Coming Apart At The Seams: Sandbox Games

Anyone who plays sandbox games knows about their “seams.” Well, maybe not. I just made up that term. But you know what I’m talking about: the places where you run into the edges of the sandbox and are pretty much forced into the realization that you are just playing a game, and it doesn’t have to make sense.

And yes, I realize that in some ways, this is inevitable. In others, it seems unimaginative, and in yet others it seems downright sloppy. I’m going to take some examples of each of these from the two games I’ve been playing the most over the past few years: Skyrim and Elite: Dangerous.

As far as the inevitable “seams,” the best example is that of borders.

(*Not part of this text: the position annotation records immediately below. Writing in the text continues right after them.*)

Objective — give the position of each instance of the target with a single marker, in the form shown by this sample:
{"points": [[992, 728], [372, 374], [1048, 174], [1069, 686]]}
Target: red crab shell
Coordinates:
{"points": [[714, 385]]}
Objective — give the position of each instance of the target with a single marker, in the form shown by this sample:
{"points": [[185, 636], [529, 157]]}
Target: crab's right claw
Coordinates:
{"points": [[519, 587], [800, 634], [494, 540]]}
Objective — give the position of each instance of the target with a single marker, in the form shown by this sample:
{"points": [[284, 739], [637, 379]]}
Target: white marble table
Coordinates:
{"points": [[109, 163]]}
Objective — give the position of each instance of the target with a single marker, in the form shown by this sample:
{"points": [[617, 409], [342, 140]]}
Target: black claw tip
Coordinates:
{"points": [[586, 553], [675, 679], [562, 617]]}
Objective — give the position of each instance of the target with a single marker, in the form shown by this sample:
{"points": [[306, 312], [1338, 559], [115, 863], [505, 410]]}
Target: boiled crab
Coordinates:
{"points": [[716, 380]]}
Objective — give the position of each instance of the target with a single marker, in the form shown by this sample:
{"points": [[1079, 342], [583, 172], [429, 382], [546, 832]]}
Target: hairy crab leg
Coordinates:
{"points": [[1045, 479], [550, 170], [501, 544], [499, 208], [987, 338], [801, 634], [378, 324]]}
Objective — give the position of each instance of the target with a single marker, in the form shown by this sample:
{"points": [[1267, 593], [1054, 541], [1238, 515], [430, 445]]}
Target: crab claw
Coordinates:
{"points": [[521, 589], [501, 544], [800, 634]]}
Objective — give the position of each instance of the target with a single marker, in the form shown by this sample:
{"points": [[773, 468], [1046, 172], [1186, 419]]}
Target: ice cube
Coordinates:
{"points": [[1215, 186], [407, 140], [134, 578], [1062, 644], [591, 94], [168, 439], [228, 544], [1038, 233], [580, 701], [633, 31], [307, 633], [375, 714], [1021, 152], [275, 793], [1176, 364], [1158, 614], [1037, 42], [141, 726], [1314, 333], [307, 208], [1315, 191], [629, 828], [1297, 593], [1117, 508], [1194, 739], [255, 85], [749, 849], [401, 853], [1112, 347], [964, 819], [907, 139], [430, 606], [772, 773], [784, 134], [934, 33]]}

Eventually, you have to run out of playing field. An example of a really well-done “seam” is found in ED: the edges of the galaxy. It works because it feels natural. They even show extragalactic features such as the LMC and the GMC and M31. Why can’t you go there? Because human technology just isn’t that good. Makes perfect sense in the game universe: this is about as close as you can get to a seamless border. Skyrim is a bit less competent, but that’s the nature of the beast. Eventually, you just get to a place where your character runs into an invisible wall. You can’t leave Skyrim. I have to admit I don’t know how you’d solve that.

On the border of “inevitable” and “unimaginative” are the times in Skyrim where you run into someone who you really want to kill and discover that they are simply unkillable, or at least, unkillable yet. This has been the bane of D&D-like RPGs since they were computerized: your hero character who is supposed to be able to take down a Dragon God, and yet, cannot kill a shopkeeper and take his stuff. I’m not sure exactly how you do solve that. In the case of shopkeepers or very important plot-specific characters, especially in a magic-heavy environment, I wonder why it hasn’t occurred to the writers not to, for example, create 1) a giant alarm-spell that calls guards instantly to a scene of unjustifiable attack, coupled with 2) shopkeepers or nobles who always carry an emergency invisibility potion and sensibly use it an run the hell away when they’re attacked, leaving your character to 3) get dogpiled on by the guards, and 4) discover that they cam back as soon as you left out of boredom or being driven off by guards. Of course, once your character is up somewhere above 50th level, it still requires the game to explain why your character can’t essentially conquer the world single-handed since he is, after all, the person who is supposed to stop the Dragon God who wants to conquer the world single-handed. So there’s still a seam there (more on this later).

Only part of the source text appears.